A porta Secreta para o infinito - Capítulo Dois - Conhece o Infinito?
Longe, e assim, perto de mim?
Posso sentir você aqui.
-Metade de mim, Rosa de Saron.
Aterrisamos em solo Parisiense por volta das nove da noite. O aeroporto Charles de Gaulle estava relativamente cheio. Segurei minha mala e olhei pela grande janela de vidro, dois minutos depois Jonas apareceu ao meu lado, estacionou sua mala gigante perto dos meus pés e ajeitou o gorro preto que escondia grande parte de seus cabelos castanhos.
— Anjo, que frio isso aqui, hein? — Jonas esfregou as mãos e assoprou, uma leve fumacinha branca saiu de seus lábios.
— Larga de ser fresco! — Zombei enquanto nos distanciávamos do saguão.
O termómetro do aeroporto marcava 6,5 graus, Novembro era bem frio em Paris, mas eu simplesmente amava.
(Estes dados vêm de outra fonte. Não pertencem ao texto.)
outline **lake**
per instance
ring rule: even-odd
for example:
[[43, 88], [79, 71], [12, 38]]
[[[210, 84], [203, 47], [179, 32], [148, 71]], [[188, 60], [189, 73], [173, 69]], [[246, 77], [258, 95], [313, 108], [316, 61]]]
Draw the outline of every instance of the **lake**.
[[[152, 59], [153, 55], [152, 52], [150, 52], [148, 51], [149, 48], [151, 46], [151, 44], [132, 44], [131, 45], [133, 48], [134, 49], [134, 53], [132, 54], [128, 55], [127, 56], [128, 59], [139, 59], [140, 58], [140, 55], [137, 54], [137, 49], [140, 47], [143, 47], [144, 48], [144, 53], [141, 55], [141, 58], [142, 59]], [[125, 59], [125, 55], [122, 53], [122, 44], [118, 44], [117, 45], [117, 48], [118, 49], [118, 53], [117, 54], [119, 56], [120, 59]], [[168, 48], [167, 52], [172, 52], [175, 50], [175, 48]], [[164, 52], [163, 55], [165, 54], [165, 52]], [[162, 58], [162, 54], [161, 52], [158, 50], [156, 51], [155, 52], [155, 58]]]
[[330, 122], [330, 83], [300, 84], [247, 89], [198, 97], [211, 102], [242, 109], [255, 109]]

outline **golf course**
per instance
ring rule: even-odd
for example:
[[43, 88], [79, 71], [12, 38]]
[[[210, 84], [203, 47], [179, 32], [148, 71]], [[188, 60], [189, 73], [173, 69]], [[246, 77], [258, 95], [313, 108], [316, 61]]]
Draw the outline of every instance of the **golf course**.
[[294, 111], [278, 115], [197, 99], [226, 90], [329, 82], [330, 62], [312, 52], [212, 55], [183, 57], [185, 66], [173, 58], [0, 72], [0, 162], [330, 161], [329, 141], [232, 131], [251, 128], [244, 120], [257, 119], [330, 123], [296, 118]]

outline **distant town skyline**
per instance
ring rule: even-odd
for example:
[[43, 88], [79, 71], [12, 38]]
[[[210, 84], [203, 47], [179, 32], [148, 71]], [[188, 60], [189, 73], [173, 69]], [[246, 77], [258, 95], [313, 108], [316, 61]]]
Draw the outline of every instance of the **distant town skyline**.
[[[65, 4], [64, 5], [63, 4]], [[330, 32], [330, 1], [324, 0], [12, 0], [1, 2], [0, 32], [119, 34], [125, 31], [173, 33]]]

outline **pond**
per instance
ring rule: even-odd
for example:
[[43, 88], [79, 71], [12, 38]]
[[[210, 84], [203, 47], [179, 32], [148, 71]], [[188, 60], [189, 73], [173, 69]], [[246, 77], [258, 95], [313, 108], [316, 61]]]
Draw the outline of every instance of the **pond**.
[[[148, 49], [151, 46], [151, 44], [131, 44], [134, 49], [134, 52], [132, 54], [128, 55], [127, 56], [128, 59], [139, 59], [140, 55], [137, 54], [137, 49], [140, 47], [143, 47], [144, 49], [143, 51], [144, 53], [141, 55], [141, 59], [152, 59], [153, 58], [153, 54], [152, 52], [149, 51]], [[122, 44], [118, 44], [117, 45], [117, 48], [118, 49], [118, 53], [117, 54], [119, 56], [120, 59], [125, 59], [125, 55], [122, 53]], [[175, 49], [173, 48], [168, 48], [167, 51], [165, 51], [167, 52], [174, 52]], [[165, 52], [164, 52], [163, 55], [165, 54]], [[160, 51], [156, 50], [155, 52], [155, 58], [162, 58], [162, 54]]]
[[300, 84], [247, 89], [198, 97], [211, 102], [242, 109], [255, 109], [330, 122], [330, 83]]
Pegamos o primeiro táxi e partimos até o hotel. Quando chegamos à recepção, lembrei-me de que nao havia feito as reservas. A moça de cabelos escuros e sotaque inglês deu-nos a catastrófica resposta a uma pergunta desesperada.
— Temos apenas um quarto.
Jonas olhou para mim e levantou os ombros como que dizendo: E agora? Encarei a recepcionista e tentei persuadi-la a conseguir outro quarto, mas em inglês as coisas não foram como o esperado e tivemos que nos contentar com o único quarto, até por que havia começado a chover e fazia um frio glacial nas ruas de Paris. Ou talvez tenha sido a recepcionista que nos persuadiu, pois entendeu-nos duas xícaras gigantes de chocolate-quente suíço e sorriu, desejando-nos boa estadia.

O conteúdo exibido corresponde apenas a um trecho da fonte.